Swimming positively affects so many aspects of life, and is beneficial across a broad range of ages and abilities, from the very young to the very old, the very slow to the very fast, those with injuries, pregnant women and fitness buffs.
Champaign, IL (PRWEB) August 3, 2007
Young swimmers have converged on Indianapolis for the US Swimming Championships and Janet Evans will be there too. But instead of making a splash in the pool, she will be promoting two new projects aimed at increasing participation and enjoyment of swimming. Twenty years after she first broke three swimming world records, Janet Evans uses the same pace to bring swimming to a new generation.
Evans has thrown her support behind USA Swimming's new "Make a Splash" initiative to combat drowning statistics and promote swimming to people who otherwise might not learn to swim. She serves as a spokesperson for the program.

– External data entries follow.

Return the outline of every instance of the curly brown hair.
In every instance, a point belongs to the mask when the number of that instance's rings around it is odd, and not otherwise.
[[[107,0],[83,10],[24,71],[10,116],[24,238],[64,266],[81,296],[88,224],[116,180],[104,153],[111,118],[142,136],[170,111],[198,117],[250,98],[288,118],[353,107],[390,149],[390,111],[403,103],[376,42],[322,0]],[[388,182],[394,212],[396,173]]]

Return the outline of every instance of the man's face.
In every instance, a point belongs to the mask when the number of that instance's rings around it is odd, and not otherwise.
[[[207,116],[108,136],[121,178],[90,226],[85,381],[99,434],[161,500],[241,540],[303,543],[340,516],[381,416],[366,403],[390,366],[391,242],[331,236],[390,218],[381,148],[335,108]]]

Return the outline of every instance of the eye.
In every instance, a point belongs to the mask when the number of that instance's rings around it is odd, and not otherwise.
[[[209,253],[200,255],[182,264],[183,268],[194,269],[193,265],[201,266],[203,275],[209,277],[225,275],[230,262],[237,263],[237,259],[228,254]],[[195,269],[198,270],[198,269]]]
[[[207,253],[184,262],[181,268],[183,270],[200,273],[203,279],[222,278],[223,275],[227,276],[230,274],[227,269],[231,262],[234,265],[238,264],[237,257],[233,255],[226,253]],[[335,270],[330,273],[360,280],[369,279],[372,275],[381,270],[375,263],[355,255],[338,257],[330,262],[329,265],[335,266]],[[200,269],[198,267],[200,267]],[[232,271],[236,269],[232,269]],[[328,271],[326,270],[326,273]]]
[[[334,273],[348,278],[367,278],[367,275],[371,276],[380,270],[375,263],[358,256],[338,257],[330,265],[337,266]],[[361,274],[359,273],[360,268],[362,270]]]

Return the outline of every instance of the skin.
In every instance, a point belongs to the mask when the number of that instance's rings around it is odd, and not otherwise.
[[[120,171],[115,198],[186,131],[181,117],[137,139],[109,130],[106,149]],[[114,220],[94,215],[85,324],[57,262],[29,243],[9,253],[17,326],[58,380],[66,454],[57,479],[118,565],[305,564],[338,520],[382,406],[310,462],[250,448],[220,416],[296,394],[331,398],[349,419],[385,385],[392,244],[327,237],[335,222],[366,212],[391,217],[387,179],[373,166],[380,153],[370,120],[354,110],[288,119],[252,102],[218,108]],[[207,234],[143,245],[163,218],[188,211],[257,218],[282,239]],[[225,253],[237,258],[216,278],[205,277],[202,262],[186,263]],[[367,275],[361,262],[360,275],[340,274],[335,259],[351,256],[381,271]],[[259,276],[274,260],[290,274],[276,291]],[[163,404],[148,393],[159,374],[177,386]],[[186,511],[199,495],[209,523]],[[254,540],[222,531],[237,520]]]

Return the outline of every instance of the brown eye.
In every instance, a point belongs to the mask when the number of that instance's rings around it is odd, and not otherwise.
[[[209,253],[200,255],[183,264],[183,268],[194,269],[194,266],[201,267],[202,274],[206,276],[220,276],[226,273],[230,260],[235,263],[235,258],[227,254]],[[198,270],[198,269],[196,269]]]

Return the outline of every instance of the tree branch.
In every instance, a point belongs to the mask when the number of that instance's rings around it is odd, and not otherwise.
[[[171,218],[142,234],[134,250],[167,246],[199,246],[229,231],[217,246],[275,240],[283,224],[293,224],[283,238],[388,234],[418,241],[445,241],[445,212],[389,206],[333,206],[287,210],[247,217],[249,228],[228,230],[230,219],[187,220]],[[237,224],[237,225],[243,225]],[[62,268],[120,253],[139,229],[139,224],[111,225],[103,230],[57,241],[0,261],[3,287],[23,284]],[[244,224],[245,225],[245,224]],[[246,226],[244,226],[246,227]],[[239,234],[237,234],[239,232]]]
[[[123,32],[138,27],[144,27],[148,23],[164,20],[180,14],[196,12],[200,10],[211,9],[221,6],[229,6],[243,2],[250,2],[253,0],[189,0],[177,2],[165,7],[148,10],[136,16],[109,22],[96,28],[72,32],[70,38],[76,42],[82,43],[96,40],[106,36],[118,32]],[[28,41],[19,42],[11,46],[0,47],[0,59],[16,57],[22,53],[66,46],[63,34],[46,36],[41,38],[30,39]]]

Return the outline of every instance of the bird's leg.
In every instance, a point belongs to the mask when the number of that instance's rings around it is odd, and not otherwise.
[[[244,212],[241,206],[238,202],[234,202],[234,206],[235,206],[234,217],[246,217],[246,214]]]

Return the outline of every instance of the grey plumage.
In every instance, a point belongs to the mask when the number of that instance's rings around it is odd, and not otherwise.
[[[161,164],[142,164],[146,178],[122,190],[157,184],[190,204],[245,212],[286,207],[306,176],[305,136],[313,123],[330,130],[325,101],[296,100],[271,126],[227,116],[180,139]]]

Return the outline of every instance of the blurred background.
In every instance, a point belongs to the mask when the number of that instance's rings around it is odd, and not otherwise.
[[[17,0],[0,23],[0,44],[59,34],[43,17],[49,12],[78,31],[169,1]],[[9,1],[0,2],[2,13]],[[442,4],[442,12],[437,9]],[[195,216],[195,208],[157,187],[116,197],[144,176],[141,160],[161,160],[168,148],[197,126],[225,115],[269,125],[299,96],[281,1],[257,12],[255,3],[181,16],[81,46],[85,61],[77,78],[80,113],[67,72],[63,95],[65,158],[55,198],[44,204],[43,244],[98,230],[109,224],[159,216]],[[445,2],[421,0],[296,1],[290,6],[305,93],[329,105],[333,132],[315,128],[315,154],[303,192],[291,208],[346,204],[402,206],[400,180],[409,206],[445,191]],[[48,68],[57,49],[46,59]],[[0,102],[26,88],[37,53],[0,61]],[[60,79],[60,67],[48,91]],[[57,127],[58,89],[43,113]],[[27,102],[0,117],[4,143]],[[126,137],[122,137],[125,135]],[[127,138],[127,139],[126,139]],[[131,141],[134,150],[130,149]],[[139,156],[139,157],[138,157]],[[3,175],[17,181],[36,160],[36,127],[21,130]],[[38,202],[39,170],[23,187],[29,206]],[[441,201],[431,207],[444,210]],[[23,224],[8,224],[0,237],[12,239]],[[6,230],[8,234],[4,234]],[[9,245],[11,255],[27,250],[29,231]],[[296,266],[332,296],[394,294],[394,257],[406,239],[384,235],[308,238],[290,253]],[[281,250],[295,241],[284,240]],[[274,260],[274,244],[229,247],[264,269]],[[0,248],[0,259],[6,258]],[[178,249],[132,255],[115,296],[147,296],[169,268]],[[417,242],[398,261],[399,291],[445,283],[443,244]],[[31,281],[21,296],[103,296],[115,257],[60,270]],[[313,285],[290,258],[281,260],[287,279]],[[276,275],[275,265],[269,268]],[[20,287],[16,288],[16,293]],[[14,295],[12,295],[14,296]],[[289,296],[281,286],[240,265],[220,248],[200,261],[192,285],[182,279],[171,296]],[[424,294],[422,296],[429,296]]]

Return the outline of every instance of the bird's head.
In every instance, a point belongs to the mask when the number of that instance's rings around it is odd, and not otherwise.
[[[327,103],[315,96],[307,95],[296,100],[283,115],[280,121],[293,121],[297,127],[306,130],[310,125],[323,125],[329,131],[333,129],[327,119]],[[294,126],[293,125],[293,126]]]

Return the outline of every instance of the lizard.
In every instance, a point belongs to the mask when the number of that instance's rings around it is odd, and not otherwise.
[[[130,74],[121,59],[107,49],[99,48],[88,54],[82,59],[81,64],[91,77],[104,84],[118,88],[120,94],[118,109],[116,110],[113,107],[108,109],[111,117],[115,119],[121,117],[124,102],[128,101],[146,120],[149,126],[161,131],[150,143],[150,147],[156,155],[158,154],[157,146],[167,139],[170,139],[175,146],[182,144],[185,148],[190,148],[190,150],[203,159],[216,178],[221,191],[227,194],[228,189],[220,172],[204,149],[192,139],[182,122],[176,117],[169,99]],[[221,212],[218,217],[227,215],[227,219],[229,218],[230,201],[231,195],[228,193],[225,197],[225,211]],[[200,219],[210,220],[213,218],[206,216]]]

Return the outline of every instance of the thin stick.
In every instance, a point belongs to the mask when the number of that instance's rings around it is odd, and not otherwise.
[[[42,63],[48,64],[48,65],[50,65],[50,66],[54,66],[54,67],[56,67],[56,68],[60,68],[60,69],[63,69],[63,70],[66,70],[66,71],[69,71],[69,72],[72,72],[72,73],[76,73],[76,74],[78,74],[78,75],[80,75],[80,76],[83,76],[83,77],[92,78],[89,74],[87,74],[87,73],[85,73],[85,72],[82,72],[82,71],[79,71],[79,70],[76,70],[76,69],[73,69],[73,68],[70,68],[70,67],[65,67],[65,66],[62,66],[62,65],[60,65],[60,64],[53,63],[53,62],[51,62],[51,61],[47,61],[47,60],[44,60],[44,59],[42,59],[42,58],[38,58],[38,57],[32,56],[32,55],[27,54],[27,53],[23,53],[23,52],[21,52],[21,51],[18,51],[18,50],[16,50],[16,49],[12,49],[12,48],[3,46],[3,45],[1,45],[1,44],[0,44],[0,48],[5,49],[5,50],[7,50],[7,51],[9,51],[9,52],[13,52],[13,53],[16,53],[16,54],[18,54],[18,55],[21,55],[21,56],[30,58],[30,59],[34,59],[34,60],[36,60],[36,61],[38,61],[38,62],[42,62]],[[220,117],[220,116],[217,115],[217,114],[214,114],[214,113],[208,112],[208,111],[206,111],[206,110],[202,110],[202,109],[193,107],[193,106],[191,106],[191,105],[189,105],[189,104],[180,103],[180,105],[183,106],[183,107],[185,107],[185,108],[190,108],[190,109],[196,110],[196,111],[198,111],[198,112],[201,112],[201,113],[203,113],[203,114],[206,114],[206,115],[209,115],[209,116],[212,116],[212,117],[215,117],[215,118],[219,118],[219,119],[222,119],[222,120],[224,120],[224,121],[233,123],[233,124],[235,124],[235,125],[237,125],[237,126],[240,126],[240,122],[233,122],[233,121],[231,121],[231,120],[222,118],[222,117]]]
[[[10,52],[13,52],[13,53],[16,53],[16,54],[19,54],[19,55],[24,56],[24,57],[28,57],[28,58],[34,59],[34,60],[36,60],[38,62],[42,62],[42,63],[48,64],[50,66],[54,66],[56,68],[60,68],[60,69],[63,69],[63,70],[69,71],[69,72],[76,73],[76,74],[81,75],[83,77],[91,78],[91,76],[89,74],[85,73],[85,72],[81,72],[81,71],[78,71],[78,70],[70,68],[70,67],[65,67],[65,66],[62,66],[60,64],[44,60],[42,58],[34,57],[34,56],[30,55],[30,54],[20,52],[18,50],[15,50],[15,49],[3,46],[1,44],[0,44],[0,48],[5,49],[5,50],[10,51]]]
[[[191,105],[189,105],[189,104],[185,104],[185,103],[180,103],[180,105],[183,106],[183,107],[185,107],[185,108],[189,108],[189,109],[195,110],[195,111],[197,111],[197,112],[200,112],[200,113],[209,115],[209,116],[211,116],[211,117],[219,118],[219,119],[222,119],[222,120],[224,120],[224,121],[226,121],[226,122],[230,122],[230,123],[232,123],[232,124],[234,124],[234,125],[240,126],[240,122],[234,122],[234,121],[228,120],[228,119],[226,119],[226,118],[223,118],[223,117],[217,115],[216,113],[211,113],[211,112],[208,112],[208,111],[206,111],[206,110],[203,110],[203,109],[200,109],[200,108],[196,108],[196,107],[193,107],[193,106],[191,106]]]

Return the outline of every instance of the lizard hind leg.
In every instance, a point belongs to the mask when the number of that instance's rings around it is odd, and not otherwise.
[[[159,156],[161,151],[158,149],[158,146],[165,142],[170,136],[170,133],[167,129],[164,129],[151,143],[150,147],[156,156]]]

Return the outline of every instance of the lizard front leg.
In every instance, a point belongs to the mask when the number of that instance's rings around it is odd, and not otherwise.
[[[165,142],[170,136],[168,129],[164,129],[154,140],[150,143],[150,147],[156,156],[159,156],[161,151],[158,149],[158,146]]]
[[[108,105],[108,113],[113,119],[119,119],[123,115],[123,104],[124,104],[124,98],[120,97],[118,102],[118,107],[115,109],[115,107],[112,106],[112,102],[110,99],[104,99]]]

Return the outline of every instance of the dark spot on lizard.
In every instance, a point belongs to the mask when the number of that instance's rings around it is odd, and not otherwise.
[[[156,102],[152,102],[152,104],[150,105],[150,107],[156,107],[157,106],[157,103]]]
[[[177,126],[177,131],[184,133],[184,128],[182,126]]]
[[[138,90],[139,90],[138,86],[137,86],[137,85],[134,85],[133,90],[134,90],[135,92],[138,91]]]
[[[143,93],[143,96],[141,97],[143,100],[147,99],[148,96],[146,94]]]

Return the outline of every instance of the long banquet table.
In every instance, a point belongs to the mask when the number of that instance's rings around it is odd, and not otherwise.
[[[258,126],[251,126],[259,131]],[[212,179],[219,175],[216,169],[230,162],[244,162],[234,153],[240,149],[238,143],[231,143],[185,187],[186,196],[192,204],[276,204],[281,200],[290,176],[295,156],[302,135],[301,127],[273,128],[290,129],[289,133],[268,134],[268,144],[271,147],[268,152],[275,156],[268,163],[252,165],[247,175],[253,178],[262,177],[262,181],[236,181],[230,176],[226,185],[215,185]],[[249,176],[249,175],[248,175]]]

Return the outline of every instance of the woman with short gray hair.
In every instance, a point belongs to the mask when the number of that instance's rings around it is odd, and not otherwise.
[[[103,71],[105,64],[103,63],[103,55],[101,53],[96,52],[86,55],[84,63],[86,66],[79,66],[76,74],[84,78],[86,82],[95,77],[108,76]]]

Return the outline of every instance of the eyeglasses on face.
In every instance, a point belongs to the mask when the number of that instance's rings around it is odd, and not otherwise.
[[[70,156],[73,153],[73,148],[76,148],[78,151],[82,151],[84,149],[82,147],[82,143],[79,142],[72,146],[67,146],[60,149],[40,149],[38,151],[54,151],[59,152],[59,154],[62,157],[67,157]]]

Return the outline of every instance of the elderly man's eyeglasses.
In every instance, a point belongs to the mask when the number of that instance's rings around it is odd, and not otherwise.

Additionally, her new book, "Janet Evans' Total Swimming," offers techniques and workout programs for a wide range of swimming talents. The book just hit bookstores nationwide.
"I wish every person in the country could experience the benefits of swimming," says Evans. "Swimming positively affects so many aspects of life, and is beneficial across a broad range of ages and abilities, from the very young to the very old, the very slow to the very fast, those with injuries, pregnant women and fitness buffs."
Evans details the benefits swimming provides, calling it the all-in-one fitness package, as swim strokes work most of the body's muscles in a variety of ways. "Swimming strengthens and tones muscles, significantly enhances core strength and improves flexibility, endurance, lung capacity and provides incredible improvements to the cardiovascular system--all without breaking down the body," she asserts.
As a new mom, Evans' perspective on swimming has broadened to its benefits to both mother and child. "When I became pregnant, the thought of stopping never crossed my mind," she says. "Swimming is one of the best ways for a pregnant woman to stay healthy--for herself and her child--during the months leading up to delivery. Swimming is low impact, doesn't elevate the heart rate like running does, and in the later stages of pregnancy, the buoyancy of the water can be quite soothing."
She applauds USA Swimming's Make a Splash program for its effort to bring her sport to more children. "As a mom, I'm more aware of kids' safety issues than ever," she says, "so bringing swimming to kids who otherwise wouldn't have the chance to learn not only reduces the risk of drowning, but also introduces healthier lifestyle choices, as well."